The COVID-19 pandemic has highlighted, again, how political agendas and science intersect in both good and bad ways. Lockdowns intersected with activist agendas that existed before the epidemic, and activists seized the moment to use lockdowns to re-energize those agendas (e.g., eliminate violence against women and children). These are well-intentioned agendas trying to protect women and children which seem to be trying to draw attention to their causes.

In the 2001 movie The Shipping News, a veteran newspaper reporter teaches a novice reporter how to write “short, punchy, dramatic headlines.” He tells the young reporter to look out over the ocean off the coast and tell him what potential headline he sees. The young reporter says, “Horizon Fills With Dark Clouds?” No, the veteran scoffs, the headline should be “Imminent Storm Threatens Village.” But what if no storm is coming?, asks the novice. Well, then you’ve got a second headline ready and waiting, “Village Spared From Deadly Storm.” It is not really about the truth. It is about highlighting only the facts which support specific beliefs.

It is a reckless game to try to weaponize science for political gain. When warnings are shouted so loudly and turn out to be wrong, listeners learn not to listen. When retractions are not published when real data arrive, listeners learn not to trust. Science and news need to be value-neutral and reliable to maintain their integrity. In my view, we seem to have lost some of that lately. 


Barboza GE, Schiamberg LB, Pachl L (early online 9/16/20). A spatiotemporal analysis of the impact of COVID-19 on child abuse and neglect in the city of Los Angeles, California. Child Abuse & Neglect.

Bradbury-Jones C, Isham L (online 4/12/20). The pandemic paradox: The consequences of COVID-19 on domestic violence.

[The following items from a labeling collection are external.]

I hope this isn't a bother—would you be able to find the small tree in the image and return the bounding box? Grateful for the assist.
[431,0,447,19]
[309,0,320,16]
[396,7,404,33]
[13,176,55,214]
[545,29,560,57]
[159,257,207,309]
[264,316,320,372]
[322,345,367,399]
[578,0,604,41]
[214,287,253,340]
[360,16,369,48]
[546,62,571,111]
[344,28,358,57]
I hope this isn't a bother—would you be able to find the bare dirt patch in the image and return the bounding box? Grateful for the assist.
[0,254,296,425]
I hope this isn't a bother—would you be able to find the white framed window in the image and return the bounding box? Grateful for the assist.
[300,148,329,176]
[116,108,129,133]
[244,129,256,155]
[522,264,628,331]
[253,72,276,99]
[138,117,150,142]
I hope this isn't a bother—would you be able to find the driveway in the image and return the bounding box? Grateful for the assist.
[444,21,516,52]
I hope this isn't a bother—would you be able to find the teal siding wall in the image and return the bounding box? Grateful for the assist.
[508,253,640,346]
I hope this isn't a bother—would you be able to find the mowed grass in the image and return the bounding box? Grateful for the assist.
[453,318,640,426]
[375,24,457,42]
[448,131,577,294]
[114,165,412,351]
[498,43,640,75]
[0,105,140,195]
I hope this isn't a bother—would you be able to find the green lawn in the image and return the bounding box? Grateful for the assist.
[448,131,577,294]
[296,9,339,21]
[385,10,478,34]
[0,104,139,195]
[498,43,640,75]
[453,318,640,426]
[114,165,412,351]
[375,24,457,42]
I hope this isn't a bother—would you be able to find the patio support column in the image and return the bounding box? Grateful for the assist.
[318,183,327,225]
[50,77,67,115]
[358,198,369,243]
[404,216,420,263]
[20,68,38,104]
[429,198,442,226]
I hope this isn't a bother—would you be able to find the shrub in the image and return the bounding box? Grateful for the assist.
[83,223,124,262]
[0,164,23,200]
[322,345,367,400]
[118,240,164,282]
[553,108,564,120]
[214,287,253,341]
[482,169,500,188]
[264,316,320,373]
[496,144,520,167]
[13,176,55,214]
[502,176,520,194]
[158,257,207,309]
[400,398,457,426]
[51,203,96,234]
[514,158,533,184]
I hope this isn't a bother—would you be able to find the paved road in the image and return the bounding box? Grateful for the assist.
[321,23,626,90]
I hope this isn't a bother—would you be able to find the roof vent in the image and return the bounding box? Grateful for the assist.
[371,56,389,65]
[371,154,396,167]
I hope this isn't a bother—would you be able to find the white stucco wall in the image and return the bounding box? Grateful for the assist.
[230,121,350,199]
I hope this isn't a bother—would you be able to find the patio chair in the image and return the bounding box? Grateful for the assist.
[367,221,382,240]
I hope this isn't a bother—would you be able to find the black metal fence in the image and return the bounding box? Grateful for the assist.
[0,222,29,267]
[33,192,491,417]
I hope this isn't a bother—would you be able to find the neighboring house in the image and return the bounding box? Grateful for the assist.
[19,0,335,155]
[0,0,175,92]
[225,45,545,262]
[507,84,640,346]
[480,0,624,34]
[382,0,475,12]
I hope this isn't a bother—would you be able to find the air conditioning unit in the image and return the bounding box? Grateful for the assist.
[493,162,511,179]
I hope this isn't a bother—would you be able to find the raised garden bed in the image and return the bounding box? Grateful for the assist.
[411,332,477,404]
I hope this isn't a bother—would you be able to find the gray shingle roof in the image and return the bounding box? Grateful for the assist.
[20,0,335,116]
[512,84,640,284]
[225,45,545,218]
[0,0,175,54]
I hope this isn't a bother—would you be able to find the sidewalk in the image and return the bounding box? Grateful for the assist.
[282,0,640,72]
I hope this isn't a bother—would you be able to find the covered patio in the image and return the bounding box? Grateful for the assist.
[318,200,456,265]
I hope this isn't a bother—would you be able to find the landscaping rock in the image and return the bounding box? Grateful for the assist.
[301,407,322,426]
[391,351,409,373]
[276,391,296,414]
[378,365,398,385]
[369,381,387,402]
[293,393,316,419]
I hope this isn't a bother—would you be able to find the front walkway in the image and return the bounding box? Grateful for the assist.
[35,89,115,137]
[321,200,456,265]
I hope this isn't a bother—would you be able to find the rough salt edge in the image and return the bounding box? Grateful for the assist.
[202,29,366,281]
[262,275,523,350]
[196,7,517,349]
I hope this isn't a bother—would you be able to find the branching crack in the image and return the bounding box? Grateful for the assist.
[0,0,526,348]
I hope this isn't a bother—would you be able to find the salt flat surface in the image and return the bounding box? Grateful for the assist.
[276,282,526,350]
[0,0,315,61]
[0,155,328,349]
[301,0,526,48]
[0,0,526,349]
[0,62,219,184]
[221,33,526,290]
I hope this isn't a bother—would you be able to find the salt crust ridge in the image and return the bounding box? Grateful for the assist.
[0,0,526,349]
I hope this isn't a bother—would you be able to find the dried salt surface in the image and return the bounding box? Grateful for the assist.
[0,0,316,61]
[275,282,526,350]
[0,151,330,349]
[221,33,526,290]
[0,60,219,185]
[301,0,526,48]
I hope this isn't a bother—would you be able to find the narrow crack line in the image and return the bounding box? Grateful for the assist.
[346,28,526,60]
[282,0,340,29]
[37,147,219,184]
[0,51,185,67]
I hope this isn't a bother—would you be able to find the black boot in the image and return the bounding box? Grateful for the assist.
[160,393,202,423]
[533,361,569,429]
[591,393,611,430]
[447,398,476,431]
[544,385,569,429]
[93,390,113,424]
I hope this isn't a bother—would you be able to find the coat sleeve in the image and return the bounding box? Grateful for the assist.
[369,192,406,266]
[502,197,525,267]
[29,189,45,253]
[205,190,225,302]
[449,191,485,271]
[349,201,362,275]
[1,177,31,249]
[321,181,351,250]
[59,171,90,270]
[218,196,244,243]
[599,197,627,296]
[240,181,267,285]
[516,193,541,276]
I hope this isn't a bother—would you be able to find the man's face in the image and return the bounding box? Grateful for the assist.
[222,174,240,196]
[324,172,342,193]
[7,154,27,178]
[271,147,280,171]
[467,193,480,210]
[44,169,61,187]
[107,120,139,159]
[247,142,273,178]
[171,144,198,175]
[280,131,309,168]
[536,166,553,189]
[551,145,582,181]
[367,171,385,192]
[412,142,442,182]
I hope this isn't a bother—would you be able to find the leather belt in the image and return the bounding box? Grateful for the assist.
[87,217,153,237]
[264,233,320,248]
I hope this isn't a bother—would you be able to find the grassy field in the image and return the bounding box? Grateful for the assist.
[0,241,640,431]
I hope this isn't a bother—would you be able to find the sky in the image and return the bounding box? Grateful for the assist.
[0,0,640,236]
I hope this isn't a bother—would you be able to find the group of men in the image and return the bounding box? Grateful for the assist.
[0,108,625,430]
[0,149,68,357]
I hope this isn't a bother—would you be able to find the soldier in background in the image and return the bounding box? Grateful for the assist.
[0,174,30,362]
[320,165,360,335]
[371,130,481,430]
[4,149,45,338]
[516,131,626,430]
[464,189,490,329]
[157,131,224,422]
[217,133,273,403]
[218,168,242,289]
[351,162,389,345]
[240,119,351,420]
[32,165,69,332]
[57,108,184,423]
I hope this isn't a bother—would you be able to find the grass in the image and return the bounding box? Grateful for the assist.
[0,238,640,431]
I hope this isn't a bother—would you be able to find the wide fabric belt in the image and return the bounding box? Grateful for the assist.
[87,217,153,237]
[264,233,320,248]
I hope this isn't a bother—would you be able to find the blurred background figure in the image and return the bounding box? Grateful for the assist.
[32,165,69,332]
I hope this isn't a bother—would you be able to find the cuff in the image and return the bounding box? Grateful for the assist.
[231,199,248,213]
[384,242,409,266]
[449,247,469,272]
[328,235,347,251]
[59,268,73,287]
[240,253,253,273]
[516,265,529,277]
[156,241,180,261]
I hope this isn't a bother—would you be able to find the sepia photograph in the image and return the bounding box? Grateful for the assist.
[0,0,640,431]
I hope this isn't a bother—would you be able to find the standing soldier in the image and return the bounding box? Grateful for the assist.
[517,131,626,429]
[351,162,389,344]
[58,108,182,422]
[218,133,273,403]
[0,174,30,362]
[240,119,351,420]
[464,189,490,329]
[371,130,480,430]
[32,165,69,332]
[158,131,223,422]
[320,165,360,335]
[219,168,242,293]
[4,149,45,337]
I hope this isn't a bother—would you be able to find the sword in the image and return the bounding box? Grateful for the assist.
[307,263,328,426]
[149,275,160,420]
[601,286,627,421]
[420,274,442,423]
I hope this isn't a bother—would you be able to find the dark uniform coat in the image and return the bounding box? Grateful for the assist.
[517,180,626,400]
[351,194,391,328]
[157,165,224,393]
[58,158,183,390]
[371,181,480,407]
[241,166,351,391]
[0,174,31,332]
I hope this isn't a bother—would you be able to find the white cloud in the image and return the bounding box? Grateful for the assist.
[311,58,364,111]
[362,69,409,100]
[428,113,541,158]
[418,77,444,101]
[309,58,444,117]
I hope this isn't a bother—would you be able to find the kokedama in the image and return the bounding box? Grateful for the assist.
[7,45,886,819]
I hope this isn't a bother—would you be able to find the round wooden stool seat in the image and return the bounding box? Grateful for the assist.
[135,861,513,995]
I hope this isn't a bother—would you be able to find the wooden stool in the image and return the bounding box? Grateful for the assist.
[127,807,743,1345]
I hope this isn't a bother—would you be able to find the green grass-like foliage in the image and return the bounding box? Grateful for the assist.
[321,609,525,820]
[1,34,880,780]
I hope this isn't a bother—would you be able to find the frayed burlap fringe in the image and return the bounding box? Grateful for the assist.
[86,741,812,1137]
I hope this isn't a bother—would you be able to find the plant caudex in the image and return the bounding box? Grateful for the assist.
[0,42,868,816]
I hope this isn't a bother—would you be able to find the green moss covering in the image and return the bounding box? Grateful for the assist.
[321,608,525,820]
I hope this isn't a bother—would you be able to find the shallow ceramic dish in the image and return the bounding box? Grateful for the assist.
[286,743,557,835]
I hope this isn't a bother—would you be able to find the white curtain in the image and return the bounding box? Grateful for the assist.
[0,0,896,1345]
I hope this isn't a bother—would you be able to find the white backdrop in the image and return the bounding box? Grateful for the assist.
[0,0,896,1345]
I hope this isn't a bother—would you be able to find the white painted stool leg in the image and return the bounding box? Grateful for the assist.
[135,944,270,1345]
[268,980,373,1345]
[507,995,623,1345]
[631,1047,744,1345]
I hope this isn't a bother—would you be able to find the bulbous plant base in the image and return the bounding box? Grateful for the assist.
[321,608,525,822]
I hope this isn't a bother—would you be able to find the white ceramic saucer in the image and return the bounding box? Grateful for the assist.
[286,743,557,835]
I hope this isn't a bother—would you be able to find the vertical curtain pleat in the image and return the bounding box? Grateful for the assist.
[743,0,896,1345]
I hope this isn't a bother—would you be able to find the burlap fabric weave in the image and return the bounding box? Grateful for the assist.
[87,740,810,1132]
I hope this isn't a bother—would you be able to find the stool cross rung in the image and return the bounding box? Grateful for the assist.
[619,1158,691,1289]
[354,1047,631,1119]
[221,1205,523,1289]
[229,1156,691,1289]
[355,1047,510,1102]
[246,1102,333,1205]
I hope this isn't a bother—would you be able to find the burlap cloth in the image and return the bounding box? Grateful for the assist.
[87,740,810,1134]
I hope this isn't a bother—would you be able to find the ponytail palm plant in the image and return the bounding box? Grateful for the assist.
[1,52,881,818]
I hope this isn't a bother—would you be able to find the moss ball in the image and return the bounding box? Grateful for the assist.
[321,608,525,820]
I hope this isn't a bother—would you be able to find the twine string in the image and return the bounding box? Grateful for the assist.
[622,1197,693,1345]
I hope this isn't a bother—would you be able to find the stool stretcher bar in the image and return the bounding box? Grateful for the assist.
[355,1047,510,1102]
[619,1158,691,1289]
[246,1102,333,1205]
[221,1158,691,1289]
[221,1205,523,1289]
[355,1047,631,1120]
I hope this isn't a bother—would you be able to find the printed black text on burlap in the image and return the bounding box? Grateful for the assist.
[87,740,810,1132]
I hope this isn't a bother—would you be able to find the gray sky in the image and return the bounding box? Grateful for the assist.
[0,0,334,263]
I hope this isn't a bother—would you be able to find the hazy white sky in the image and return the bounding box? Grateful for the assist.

Journal of Clinical Nursing.

Evans ML, Lindauer M, Farrell ME (online 9/16/20). A Pandemic within a Pandemic — Intimate Partner Violence during Covid-19. New England Journal of Medicine.

Faiola A, Herrerro AV (9/6/20). For women and children around the world, a double plague: Coronavirus and domestic violence. Washington Post.

Green P (online 4/28/20). Risk to children and young people during the Covid‐19 pandemic. BMJ 369:m1669.

Jentsch B, Schnock B (online 9/15/20). Child welfare in the midst of the coronavirus pandemic. Emerging evidence from Germany. Child Abuse & Neglect.

Øverlein C (online 8/18/20). The COVID‐19 Pandemic and Its Impact on Children in Domestic Violence Refuges. Child Abuse Review.

Peterman A, Potts A, O’Donnell M, et al. (April 2020). Pandemics and Violence Against Women and Children. Working Paper 528 from the Center for Global Development.

Petrowski N, Cappa C, Pereira A, Mason H, Daban RA (online 9/25/20), Violence against children during COVID-19 Assessing and understanding change in use of helplines. Child Abuse & Neglect.

Piquero AR, Riddell JR, Bishopp SA, et al. (online 6/14/20). Staying Home, Staying Safe? A Short-Term Analysis of COVID-19 on Dallas Domestic Violence. American Journal of Criminal Justice.

UN Women (2020). The Shadow Pandemic: Violence against women during COVID-19. Accessed 11/18/20.

Wanqing Z (2020 3 2). Domestic violence cases surge during COVID-19 epidemic. Sixth Tone.

Wikipedia (2020). Impact of the COVID-19 pandemic on domestic violence. Accessed 11/15/20.